# It is a BFP!!!!!!!!!!!!!!!!!!!!!!



## samfree (Mar 20, 2005)

Well after 8 tests i think it is true i am pregnant

Month 4 of the Clomid has worked for us, My DH has been taking Proxeed for 6 weeks and selenium, not sure if that would have worked so quickly but what the hell it has.

Can't sleep because i feel so overwhelmed, am gonna call my Gynae first thing and see if she can conifrm things for me.

I am due approx 4/6/06 so 4+2 today

God how mad is that and after them telling us with DH's sperm results we would only conceive using ICSI!

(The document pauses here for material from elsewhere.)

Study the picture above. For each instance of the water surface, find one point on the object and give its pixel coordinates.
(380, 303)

I hope you all get your balloons very soon, and wil keep checking in on you.

Samxxx


----------



## ayla (Nov 11, 2002)

CONGRATULATIONS!!!!!!!!!!!!


----------



## Debs (Mar 22, 2002)

​
*Congratulations Sam

Wishing you a healthy and happy pg

Love

Debs xxx*​
  ​


----------



## baby maggie (Jul 26, 2005)

Thats fantastic Sam


----------



## zara2005 (Aug 24, 2005)

sam 

wat wonderul news!!!!
i am so happy 4 u......hope u have a healthy pregnancy and a lovely healthy baby.
thanx for giving us all some hope 

zara


----------



## *Kim* (May 5, 2002)

Sam

Thats brilliant news, so so pleased for you. Take care and look after that precious cargo.

Love Kimx  x x


----------



## wannabemum42 (Sep 12, 2005)

Happy days !!!!

Sincere congratulations.

Love Diane and Mark.

xxxxxxxxxxxxxxxxxx


----------



## Pilchardcat (Feb 1, 2003)

Hiya Sam

Thats wonderful news, congrats !  Guess you wont' need that lap op now in November  !

Take care
Amanda


----------



## baby whisper (Sep 22, 2004)

Congratulations Sam

Wishing you a healthy and happy pg ahead

love baby whisper


----------



## Twinkle75 (Mar 16, 2005)

Congratulations - that's great news. Take lots of care.  

x


----------



## Yoda (Feb 24, 2005)

Sam & DH (Beautiful photograph)

  

Congratulationssssssssssssssss

Happy Pregnancy & Birth

Love YodaXX


----------



## flowerpot (Jan 20, 2005)

HUGE CONGRATULATIONS!!!!!!  i am so thrilled for you.

Enjoy every moment xxx


----------



## KerryB (Mar 7, 2005)

Congrats Sam, so pleased for you both.

Enjoy!

xxxxx


----------



## blanche (May 21, 2005)

CONGRATULATIONS SAM,
THAT'S FANTASTIC NEWS 
HAPPY AND HEALTHY 9 MONTHS 
BLANCHE.......


----------



## Charlies-Mum (May 25, 2005)

Congrats Sam

Wishing you a healthy pregnancy.

Debs


----------



## tracyb (Aug 29, 2005)

Congratulations Sam, I am so happy for you both.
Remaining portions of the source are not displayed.